How Detailed, Venus’s- Flower-Baskets Manipulate the Flow of Seawater

The Venus’s-flower-basket is a sea sponge found at depths of 100 to 1,000 meters in the Pacific Ocean near the Philippines. A new study shows how the creature’s porous, glassy skeleton alters the flow of seawater.

Simulations reveal that this deep-sea glass sponge’s skeleton is more than simply pretty

A Venus’s flower basket is not all just beautiful. This spectacular deep-sea sponge can also change the circulation of seawater in unusual ways.

The sponge’s glassy skeleton is formed by a lacy, barrel-shaped chamber. Flow simulations show how this complex structure changes the way water moves around and inside the sponge, assisting it in enduring unrelenting sea currents and perhaps feeding and reproducing, scientists reported online on July 21 in Nature.

Previous studies found that Venus’s flower basket’s gridlike construction (Euplectella aspergillum) is solid and adaptable. “However, nobody has ever attempted to see if these stunning structures have fluid-dynamic properties,” states mechanical engineer Giacomo Falcucci of the Tor Vergata University of Rome.

Taking advantage of supercomputers, Falcucci and colleagues simulated exactly how water streams around and inside the sponge’s body, with and without different skeletal components such as the sponge’s myriad pores. If the sponge were a solid cylinder, water moving past would undoubtedly create a turbulent wake immediately downstream that might jolt the creature, Falcucci says. Instead, water moves through and around the highly porous Venus’s flower basket and creates a gentle area of water that flanks the sponge and displaces disturbance downstream, the team discovered. By doing this, the sponge’s body sustains less stress.

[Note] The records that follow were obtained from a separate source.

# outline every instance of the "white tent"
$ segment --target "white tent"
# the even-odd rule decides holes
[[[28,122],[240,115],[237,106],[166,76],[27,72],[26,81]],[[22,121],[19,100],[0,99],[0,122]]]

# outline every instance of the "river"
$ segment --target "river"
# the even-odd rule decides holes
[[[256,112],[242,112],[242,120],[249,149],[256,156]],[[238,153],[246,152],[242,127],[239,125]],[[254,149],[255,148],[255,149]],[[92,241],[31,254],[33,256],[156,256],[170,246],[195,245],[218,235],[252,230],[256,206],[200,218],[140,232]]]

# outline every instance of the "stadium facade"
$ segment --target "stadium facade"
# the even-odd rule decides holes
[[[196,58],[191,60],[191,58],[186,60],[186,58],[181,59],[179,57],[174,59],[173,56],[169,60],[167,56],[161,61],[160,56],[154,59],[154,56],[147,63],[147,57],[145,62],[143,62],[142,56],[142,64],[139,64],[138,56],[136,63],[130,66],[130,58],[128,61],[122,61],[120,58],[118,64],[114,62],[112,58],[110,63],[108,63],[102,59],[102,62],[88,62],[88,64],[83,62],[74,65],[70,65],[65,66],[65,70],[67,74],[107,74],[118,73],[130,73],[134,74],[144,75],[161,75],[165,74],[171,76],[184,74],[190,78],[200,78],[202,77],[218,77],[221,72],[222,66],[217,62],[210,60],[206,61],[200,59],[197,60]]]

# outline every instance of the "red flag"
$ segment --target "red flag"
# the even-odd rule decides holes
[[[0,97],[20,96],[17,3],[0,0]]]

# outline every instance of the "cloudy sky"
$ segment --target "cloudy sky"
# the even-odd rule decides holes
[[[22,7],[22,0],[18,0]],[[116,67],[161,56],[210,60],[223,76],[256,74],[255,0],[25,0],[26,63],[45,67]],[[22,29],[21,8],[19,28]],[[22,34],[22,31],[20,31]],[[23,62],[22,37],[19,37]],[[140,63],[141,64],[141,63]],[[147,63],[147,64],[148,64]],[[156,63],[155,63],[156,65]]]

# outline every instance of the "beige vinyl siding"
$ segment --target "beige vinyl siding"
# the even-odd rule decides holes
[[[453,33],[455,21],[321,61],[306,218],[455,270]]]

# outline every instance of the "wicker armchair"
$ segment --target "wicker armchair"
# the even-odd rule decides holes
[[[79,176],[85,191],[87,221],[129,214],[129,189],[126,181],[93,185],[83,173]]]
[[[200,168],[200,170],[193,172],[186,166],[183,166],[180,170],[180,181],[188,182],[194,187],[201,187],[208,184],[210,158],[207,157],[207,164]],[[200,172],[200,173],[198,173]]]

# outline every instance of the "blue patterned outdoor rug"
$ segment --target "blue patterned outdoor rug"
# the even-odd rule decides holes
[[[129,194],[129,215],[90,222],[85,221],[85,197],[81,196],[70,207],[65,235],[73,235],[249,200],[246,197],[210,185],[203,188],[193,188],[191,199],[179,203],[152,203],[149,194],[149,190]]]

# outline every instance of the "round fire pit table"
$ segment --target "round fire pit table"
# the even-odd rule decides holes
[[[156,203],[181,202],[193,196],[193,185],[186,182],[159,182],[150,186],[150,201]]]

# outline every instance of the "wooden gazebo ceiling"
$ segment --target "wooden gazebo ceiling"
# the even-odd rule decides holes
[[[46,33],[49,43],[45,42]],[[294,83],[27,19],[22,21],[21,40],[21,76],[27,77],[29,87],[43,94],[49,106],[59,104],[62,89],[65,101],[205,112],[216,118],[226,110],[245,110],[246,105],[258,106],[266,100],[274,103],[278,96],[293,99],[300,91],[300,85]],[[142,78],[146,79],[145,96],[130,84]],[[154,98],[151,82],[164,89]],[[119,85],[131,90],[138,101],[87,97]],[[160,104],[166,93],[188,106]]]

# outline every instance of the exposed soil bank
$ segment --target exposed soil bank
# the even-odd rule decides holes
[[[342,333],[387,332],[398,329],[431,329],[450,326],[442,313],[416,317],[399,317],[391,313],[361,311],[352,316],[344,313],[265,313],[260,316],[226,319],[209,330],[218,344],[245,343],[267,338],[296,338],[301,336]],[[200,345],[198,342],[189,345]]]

The simulations showed ridges that spiral around the outside of the sponge’s skeleton somehow lead water to slow down and swirl inside the structure. Consequently, food and reproductive cells that drift right into the sponge would undoubtedly end up being trapped for approximately twice as long as in the very same sponge without ridges. That lingering around could assist the filter feeders in capturing more plankton. Moreover, since Venus’s flower-baskets can reproduce sexually, the scientists say it can also improve the chances that free-floating sperm encounter eggs.

It is outstanding that such beauty could be so functional, Falcucci states. He states that the sponge’s flow-altering abilities might help inspire taller, more wind-resistant skyscrapers.

This simulation shows how water flows around and through a Venus’s-flower-basket (gray). Ridges that spiral across the outside of the sponge cause water inside to somehow slow and swirl, forming particle-trapping vortices. And the sponge’s shape creates a gentle zone of slower water that forms immediately downstream, buffering the creature against turbulence. Vertical cross-sections contrast the flow activity of the calm zone (nearer the sponge) and the turbulent zone (downstream).

Originally published on Science News. Read the original article.

Reference: G. Falcucci et alExtreme flow simulations reveal skeletal adaptations of deep-sea spongesNature. Published online July 21, 2021. doi: 10.1038/s41586-021-03658-1.